Adi Andojo pula yang membuka perkara Gandhi Memorial School, di tahun 1996. Fakta-faktanya bukan tidak lazim. Penasehat hukum perkara ini adalah bekas hakim agung dan Ketua Ikahi yang dituduh memanfaatkan kontak-kontaknya di Mahkamah Agung. Konon, ia menyerahkan perkara itu kepada seorang teman di Mahkamah Agung dengan kesepakatan bahwa putusan yang dikeluarkan akan menguntungkan kliennya. Ada dugaan kuat terjadi penyuapan. Kemungkinan kecurangan internal dan kolusi itu dicermati Adi Andoyo, yang kemudian menulis memo rahasia berisi permintaan agar perkara itu diselidiki dan dibuka kembali. Surat itu bocor ke media.

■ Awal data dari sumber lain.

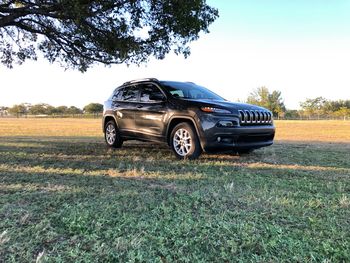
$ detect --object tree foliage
[247,87,286,116]
[0,0,218,71]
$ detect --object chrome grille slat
[238,110,272,125]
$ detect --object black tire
[170,122,202,160]
[104,121,123,148]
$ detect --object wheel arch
[166,116,204,149]
[102,115,119,132]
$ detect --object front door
[112,85,139,137]
[135,83,167,140]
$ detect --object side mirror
[149,93,165,101]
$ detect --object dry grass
[275,121,350,143]
[0,118,102,137]
[0,118,350,143]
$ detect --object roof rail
[123,78,159,85]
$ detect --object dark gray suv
[103,78,275,159]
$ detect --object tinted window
[112,89,124,100]
[161,81,224,100]
[120,86,139,101]
[140,84,164,102]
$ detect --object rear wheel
[170,122,202,160]
[105,121,123,148]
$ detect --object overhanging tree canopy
[0,0,218,71]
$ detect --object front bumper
[200,116,275,151]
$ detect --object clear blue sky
[0,0,350,108]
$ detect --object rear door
[135,83,167,140]
[112,85,140,137]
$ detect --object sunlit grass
[0,119,350,262]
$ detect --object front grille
[239,110,272,125]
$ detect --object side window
[112,89,124,100]
[140,84,164,102]
[120,86,139,101]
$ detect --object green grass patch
[0,136,350,262]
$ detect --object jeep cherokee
[103,78,275,159]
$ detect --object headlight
[201,107,231,114]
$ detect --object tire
[104,121,123,148]
[170,122,202,160]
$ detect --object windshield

Keesokan harinya Mahkamah Agung maupun penguasa politik menghadapi krisis besar. Sebab tidak setiap hari lembaga tinggi negara membocorkan memo internal tentang korupsi. Lebih penting lagi, pihak yang curang dan dicurangi adalah hakim-hakim senior Mahkamah Agung, begitu pula yang menuduh.

Tapi, bukannya menngungkap masalah ini, Ketua Mahkamah Agung saat itu, Soerjono, malah menyatakan bahwa tidak ada bukti tentang terjadinya korupsi atau suap di lembaganya. Malah, Soerjono mengajukan permohonan kepada Presiden Soeharto untuk memberhentikan Adi Andojo dengan tidak hormat. Bukan hanya membuang kesempatan bagi perombakan, pertarungan ini juga malapetaka bagi citra Mahkamah Agung yang membuatnya terkesan melindungi korupsi.

Adi Andojo pun melawan. Bagaimana pun juga ia adalah hakim senior dengan karakter kuat dan lugas. Ia berang dengan perlakuan Soerjono terhadap dirinya dan ia pun bukan jenis orang yang bisa berdian diri. Adi Andojo tampil di depan publik dan memberikan wawancara serta ceramah. Dengan cepat ia menjadi bagian dari jajaran pemimpin gerakan mahasiswa yang sedang menggeliat. Bahkan mahasiswa di berbagai tempat melakukan aksi mogok makan sebagai bentuk dukungan kepada dirinya. Reputasinya menjulang ketika krisis menghebat dan dia menjadi pahlawan rakyat.

Posisi pemerintah dalam keadaan serba sulit. Tidak ada hakim senior dalam sejarah Republik Indonesia yang dipecat tidak dengan hormat tanpa hak gaji.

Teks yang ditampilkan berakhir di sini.